How anthropogenic modification of riverscapes reduces the resilience of floodplain water bodies to drought

Between 2018 and 2023, central Europe experienced a series of droughts—one manifestation of climate change expected to increase in frequency in the future. These events increasingly expose aquatic ecosystems, such as floodplain water bodies, to hydrological extremes. Simultaneously, anthropogenic river modifications like channelization and diking have been progressively disconnecting semi-aquatic ecosystems from the main river.
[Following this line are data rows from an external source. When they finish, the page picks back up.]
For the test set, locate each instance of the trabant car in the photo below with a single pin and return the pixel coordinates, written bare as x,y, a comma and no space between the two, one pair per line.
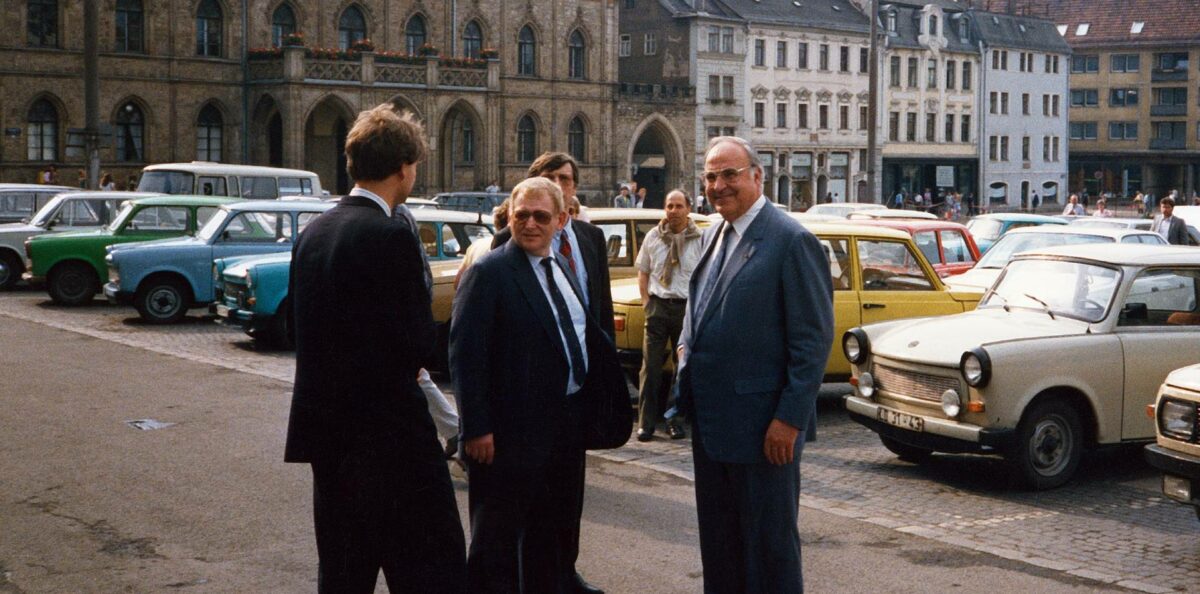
1176,448
255,291
877,275
65,213
989,228
1063,353
163,279
947,245
1026,239
71,264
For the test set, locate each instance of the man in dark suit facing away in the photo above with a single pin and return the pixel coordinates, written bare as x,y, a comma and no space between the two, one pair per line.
755,341
538,383
382,492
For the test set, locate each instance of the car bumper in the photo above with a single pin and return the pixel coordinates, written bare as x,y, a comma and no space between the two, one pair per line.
114,294
939,435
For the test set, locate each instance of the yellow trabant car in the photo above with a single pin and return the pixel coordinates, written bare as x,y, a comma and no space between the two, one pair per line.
1176,448
879,275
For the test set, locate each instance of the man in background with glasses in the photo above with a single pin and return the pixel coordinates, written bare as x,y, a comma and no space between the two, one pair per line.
755,342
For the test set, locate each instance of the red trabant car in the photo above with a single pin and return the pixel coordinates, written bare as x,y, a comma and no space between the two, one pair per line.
948,246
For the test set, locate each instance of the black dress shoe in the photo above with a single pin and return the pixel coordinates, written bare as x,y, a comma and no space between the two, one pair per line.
581,585
676,431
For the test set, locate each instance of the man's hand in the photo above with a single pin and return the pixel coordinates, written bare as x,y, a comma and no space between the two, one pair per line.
780,443
481,449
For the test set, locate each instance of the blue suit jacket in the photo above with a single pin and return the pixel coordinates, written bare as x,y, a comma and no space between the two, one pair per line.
759,349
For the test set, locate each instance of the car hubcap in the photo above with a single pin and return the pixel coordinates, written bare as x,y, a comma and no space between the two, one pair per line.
163,301
1050,447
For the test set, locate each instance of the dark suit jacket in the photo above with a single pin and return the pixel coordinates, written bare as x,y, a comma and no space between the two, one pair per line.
759,351
510,369
1176,235
363,329
595,259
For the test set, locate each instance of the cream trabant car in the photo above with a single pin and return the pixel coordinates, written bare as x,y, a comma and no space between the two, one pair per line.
1176,450
1065,352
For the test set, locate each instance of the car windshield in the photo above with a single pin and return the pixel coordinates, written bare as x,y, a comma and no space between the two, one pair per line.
1073,289
984,228
214,225
168,183
1018,243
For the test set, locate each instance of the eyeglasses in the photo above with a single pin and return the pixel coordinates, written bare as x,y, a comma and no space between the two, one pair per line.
727,174
539,216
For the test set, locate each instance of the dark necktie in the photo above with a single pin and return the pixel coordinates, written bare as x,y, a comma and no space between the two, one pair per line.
564,247
564,323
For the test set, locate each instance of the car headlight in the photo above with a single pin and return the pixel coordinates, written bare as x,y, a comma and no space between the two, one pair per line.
1177,419
855,346
976,367
952,403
Here, we examined how drought and hydromorphological modifications affect the water quality of floodplain water bodies.

Specifically, we investigated 36 floodplain water bodies near the Elbe River in Germany and analyzed water samples from spring and late summer 2022. We assessed connectivity (past frequency of surface connection to the stream) and effects of drought (evaporation measured by changes in stable water isotopes) using a scoring system. This system evaluated impairment and habitat loss, allowing us to quantify the impact of hydrological disconnection on floodplain water bodies.

Severe impacts, including low surface oxygen (<3 mg/L), products of anaerobic decomposition, fish kills, and dry-outs, primarily affected water bodies with low connectivity (<10 %). Multiple linear regression linked low connectivity and high evaporation to habitat degradation (r² = 0.487, p < 0.001). Furthermore, dissolved oxygen concentrations increased with increasing chlorophyll a in connected lakes (p < 0.001), as expected, but no relationship was observed in disconnected lakes (p = 0.626). We attribute this lack of correlation to the decomposition of fine-grained organic sediments that have not been resuspended and flushed out in disconnected lakes. We conclude that river modifications for navigation reduce floodplain resilience to droughts, amplifying the effects of climate change on semi-aquatic ecosystems.